2. Materials and Methods

2.1. Study Area

The study area extends over 5358 km2 and matches with the administrative boundary of the metropolitan area of Rome, including, in addition to the municipality of Rome, 120 other municipalities. This area is administered by the “Città Metropolitana di Roma” (CMRC) institution, which replaced the province of Rome in 2014. The CMRC, through the updating of the general provincial territorial plan, also performs the function of general territorial planning and directing and coordinating municipal plans, which still retain a fundamental character in the processes of land-use change. In addition, in 2022, the CMRC approved the metropolitan strategic plan, with the aim of establishing priority areas and actions for the sustainable and integrated development of the territory. One of the main plan goals is the evaluation of policies, aiming at increasing the level of food security through, among others, the protection of areas with a higher production capacity and the conversion of production areas to local supply chains [63]. A recent study based on the metropolitan area of Rome highlighted that the theoretical capacity to meet the food needs of the population is relatively low [64].
The population of the metropolitan area of Rome amounted to 4,263,542 in 2018, more than half of which is located within the municipality of Rome (see Figure 1). Urban built-up areas have experienced a great spread during recent times, according to the contemporary processes occurring within the European metropolises [65]. An increasing displacement of the resident population toward larger distances from the inner city of Rome can be recorded [66]. Urban development transformed the agricultural landscape surrounding the city of Rome, especially in low-density residential urban areas [67]. New residential functions have progressively replaced productive agricultural lands.
As Figure 1 shows, in 2018, the metropolitan’s landscape is composed of 57.4% agricultural lands, 27.4% forest and semi-natural areas, 13.6% urban areas, and 1.6% wetlands and water bodies. Several studies explored the flooding phenomenon in the city of Rome [68,69] or in peri-urban municipalities [37]. Nardi et al. [70] and Recanatesi and Petroselli [37] state that anthropic transformations caused by urbanization (urban and industrial development) have significantly altered the territory, making it vulnerable to flooding. Accordingly, Di Baldassarre et al. [71] pointed out that numerous people actually live in areas potentially subject to flood events. However, none of these studies take into account the entire metropolitan area of Rome and the synergies and trade-offs between flood mitigation and agricultural production caused by LULCCs.
In the metropolitan food system, in fact, the presence of a great traditional variety of local products that have been certified as unique and inimitable as they represent the great food quality typical of this specific territory is notable. The area called Campagna Romana, which extends to the surrounding territories outside the infrastructural ring encompassing Rome, is one of the most representative agricultural landscapes of the metropolitan area, and it plays a crucial ecological role of connection [72,73]. As pointed out by Pili et al. [74], the recent LULCCs modified the natural and semi-natural landscape, producing a great fragmentation and loss of this area. In recent times, to face these dynamics, there is remarkable attention, in the territorial policies, to the agricultural management of metropolitan green spaces as a useful tool for limiting urban expansion and enhancing biodiversity [64]. As pointed out by Brunori et al. [60], during the 2006–2008 food crisis, food security became a key element in Italy: a rising interest has been dedicated to food as it is one of the most important factors of the Italian competitive assets, and for this reason, it is particularly vulnerable. The recent Atlas of Food [64] detected in the Rome metropolitan agro-food system a troubling decrease during the last decades.
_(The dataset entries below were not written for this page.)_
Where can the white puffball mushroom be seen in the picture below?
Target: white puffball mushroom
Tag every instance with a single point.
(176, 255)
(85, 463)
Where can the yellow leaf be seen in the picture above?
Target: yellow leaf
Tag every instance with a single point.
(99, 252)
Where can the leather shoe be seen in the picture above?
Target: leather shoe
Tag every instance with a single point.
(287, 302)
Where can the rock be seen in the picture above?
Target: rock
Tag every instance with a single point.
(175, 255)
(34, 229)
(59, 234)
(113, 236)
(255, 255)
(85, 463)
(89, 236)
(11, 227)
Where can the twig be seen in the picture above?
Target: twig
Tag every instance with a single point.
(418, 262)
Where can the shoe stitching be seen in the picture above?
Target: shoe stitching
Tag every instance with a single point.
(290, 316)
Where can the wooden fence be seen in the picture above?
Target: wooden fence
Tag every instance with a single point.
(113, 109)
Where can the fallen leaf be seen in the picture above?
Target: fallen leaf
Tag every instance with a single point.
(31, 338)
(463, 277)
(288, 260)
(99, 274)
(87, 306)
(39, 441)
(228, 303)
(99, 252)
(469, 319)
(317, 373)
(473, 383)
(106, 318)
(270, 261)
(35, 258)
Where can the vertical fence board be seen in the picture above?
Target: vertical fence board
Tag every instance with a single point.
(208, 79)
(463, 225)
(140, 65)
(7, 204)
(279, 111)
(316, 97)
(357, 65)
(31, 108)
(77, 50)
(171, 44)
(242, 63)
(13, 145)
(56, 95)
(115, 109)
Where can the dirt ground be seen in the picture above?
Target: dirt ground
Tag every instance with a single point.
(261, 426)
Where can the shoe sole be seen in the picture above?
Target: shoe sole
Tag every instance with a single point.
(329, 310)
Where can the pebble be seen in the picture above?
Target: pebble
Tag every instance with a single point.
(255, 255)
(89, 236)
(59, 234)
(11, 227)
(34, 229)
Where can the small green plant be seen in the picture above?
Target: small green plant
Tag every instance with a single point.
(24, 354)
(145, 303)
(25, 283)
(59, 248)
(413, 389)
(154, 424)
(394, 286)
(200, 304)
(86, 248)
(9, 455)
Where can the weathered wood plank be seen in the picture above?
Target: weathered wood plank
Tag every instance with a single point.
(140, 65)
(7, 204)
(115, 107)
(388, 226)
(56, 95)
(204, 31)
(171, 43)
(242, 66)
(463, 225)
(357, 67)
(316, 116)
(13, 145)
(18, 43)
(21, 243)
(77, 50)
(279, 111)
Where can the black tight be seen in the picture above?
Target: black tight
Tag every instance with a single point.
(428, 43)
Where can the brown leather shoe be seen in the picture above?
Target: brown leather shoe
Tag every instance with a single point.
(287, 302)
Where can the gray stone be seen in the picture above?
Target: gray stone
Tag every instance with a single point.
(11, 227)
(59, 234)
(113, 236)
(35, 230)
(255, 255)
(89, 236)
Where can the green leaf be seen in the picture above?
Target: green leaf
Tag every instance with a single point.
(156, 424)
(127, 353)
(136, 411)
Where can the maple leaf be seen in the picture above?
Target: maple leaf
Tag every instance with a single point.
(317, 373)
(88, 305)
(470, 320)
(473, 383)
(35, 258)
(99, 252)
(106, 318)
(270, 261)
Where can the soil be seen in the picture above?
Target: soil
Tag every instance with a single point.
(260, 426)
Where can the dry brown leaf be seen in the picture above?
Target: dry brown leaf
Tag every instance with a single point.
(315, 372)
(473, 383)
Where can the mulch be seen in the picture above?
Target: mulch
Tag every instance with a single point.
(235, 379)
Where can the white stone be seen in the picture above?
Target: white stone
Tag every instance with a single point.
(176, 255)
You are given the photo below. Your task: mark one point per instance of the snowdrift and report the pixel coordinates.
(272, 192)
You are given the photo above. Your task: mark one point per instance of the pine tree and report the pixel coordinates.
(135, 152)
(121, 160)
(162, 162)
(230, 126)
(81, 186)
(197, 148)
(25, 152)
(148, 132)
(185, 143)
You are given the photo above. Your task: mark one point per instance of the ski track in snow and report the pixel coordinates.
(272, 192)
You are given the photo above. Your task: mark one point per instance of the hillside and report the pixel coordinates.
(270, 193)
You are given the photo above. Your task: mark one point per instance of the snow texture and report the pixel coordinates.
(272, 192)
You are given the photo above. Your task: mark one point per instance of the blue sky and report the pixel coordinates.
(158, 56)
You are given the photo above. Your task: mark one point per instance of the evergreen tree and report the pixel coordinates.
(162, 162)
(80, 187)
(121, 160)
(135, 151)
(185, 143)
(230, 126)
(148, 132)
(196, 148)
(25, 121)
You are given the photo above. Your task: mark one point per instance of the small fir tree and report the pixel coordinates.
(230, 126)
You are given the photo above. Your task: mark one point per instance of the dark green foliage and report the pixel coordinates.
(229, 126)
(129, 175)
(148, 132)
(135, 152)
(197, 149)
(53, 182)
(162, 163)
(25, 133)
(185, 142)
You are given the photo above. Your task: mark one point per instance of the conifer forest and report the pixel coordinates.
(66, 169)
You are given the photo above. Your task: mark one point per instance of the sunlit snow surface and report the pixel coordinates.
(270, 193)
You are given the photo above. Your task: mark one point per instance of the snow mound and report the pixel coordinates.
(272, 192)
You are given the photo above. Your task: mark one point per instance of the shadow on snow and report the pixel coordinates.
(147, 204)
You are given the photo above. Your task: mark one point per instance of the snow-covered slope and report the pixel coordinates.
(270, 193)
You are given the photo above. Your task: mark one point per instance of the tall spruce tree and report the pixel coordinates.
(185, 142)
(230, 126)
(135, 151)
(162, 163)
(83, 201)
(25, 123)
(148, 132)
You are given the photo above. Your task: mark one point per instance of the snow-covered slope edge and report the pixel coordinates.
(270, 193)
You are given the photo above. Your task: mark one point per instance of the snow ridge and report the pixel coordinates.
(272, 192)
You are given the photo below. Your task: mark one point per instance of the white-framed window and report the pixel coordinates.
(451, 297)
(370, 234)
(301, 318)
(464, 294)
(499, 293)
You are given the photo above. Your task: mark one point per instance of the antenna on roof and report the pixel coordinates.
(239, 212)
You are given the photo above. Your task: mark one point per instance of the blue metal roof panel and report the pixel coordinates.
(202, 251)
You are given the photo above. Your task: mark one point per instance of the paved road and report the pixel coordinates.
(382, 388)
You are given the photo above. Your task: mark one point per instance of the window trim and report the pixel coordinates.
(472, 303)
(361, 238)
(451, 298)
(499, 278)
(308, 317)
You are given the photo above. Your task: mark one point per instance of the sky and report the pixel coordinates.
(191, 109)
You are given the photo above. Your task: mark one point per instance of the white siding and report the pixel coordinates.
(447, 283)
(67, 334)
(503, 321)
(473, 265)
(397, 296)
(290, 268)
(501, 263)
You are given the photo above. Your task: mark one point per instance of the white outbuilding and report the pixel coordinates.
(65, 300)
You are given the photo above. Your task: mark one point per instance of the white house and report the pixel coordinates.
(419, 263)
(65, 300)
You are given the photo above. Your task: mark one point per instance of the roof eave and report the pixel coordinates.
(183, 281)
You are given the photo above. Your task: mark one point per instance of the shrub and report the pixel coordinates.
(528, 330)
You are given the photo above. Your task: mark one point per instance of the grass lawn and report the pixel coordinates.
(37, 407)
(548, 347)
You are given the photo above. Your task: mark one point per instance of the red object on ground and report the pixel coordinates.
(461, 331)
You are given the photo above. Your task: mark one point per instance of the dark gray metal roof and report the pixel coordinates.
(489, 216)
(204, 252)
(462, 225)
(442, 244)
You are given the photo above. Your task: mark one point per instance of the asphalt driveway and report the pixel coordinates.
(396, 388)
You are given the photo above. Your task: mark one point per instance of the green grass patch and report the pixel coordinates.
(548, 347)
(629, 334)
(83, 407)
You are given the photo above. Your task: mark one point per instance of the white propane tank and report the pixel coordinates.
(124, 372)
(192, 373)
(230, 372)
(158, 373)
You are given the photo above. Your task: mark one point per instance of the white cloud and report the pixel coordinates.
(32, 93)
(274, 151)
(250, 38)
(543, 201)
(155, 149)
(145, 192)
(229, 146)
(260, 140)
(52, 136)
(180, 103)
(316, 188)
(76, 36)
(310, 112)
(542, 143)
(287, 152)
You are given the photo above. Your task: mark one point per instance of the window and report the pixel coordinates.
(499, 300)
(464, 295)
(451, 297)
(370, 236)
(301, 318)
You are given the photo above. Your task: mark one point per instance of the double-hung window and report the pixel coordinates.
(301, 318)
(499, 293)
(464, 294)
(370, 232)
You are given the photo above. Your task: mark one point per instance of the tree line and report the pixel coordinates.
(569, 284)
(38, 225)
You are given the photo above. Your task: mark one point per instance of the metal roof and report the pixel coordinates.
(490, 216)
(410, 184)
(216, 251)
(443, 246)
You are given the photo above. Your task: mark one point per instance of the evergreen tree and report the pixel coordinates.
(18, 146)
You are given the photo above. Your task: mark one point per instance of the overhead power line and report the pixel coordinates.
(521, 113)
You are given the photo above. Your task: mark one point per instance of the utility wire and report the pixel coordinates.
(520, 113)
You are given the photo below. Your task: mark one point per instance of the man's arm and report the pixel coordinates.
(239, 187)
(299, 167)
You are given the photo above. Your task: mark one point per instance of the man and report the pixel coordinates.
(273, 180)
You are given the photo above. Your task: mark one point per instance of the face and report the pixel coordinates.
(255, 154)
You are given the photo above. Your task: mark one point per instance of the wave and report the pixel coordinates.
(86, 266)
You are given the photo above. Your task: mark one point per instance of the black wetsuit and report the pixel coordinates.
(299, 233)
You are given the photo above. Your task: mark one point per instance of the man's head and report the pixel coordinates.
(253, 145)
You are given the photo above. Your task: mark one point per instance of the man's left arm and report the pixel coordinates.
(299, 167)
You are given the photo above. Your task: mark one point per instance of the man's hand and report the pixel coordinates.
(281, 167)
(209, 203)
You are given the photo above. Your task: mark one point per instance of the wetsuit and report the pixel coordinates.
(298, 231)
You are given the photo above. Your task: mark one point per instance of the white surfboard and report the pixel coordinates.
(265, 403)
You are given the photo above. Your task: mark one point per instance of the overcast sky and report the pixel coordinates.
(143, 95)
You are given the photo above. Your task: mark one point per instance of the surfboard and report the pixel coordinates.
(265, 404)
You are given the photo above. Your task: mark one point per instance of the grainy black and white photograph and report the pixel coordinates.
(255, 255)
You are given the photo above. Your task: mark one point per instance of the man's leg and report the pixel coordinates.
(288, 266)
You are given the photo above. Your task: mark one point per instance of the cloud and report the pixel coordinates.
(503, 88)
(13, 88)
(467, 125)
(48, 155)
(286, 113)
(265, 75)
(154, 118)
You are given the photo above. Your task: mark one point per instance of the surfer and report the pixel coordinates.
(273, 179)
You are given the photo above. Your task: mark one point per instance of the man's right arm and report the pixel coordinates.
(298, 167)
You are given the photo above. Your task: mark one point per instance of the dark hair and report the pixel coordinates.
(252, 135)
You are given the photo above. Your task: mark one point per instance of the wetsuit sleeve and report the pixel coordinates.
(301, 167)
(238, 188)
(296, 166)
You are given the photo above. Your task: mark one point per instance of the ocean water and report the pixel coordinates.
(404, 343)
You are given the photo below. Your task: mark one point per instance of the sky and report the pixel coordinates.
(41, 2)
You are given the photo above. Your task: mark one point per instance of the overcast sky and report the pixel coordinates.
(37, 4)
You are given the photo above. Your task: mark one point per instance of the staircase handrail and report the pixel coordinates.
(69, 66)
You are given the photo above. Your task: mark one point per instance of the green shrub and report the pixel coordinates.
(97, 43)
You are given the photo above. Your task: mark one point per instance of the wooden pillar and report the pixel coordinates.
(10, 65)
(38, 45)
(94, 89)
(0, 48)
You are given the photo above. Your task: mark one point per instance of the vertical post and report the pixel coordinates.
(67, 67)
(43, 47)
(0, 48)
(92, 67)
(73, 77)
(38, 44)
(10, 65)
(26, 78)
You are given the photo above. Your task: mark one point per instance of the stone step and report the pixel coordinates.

2.2. Methodological Framework

The methodological approach is composed of four steps illustrated in Figure 2 and described in Section 2.3, Section 2.4, Section 2.5, and Section 2.6. The first step is based on the analysis of transition and permanence processes from the LULCC analysis that interested the metropolitan city of Rome for the period 1990–2018. In the second step, we quantified the change in flood mitigation ES by runoff retention variation using the UFRM software.
This allowed us to link the flood mitigation ES variation to the transition and permanence categories in step 3. Finally, in step 4, we quantified the agricultural production of ES supply and evaluated how the transition and permanence categories affect the supply and trade-offs of flood mitigation ES and agricultural production ES.
Transition matrices have been used in the research literature [75,76,77,78,79] to assess the change in ES supply due to changes in LULCC. Other studies, on the other hand, use tools such as GIS to analyze the spatial and temporal distribution of ES [80,81,82,83,84], or INVEST to assess several ES including flood mitigation ES [15,38,39]. In our paper, we used GIS and INVEST combined to assess flood mitigation ES supply and food production ES supply as a function of transition and permanence processes.
Figure 2. Methodological framework of the ecosystem services variation analysis represented by 4 steps. Sources: UFRM software [36], Land Use Land Cover [72], LULC transition categories [85], Soil hydrologic group [86], Curve Number look-up table [87].
Figure 2. Methodological framework of the ecosystem services variation analysis represented by 4 steps. Sources: UFRM software [36], Land Use Land Cover [72], LULC transition categories [85], Soil hydrologic group [86], Curve Number look-up table [87].
Land 12 00366 g002

2.3. LULCC and Transition Categories Analysis (Step 1)

LULCC analysis has a crucial role in studying ES variation due to human activities through the territory. This type of analysis can be useful to inform stakeholders and planners in order to make sustainable choices that are able to reverse negative consequences and face contemporary challenges. The III hierarchical level of the CLC [74] is the cartographic vector data at the basis of our GIS-based analysis: first, the intersect geoprocessing tool has been used to detect the LULCCs between CLC 1990 and CLC 2018 (e.g., 211 to 242 CLC class), then, LULCCs have been classified into 7 categories (see Figure 3): (i) urbanization, (ii) agricultural extensification, (iii) agricultural intensification, (iv) evolution to complex system, (v) forest expansion, (vi) forest internal transition, and (vii) permanence, according to Marino et al. [85]. The category named "other changes" has been added to the original matrix, so as to include all transitions that occurred in the study area (even if rare).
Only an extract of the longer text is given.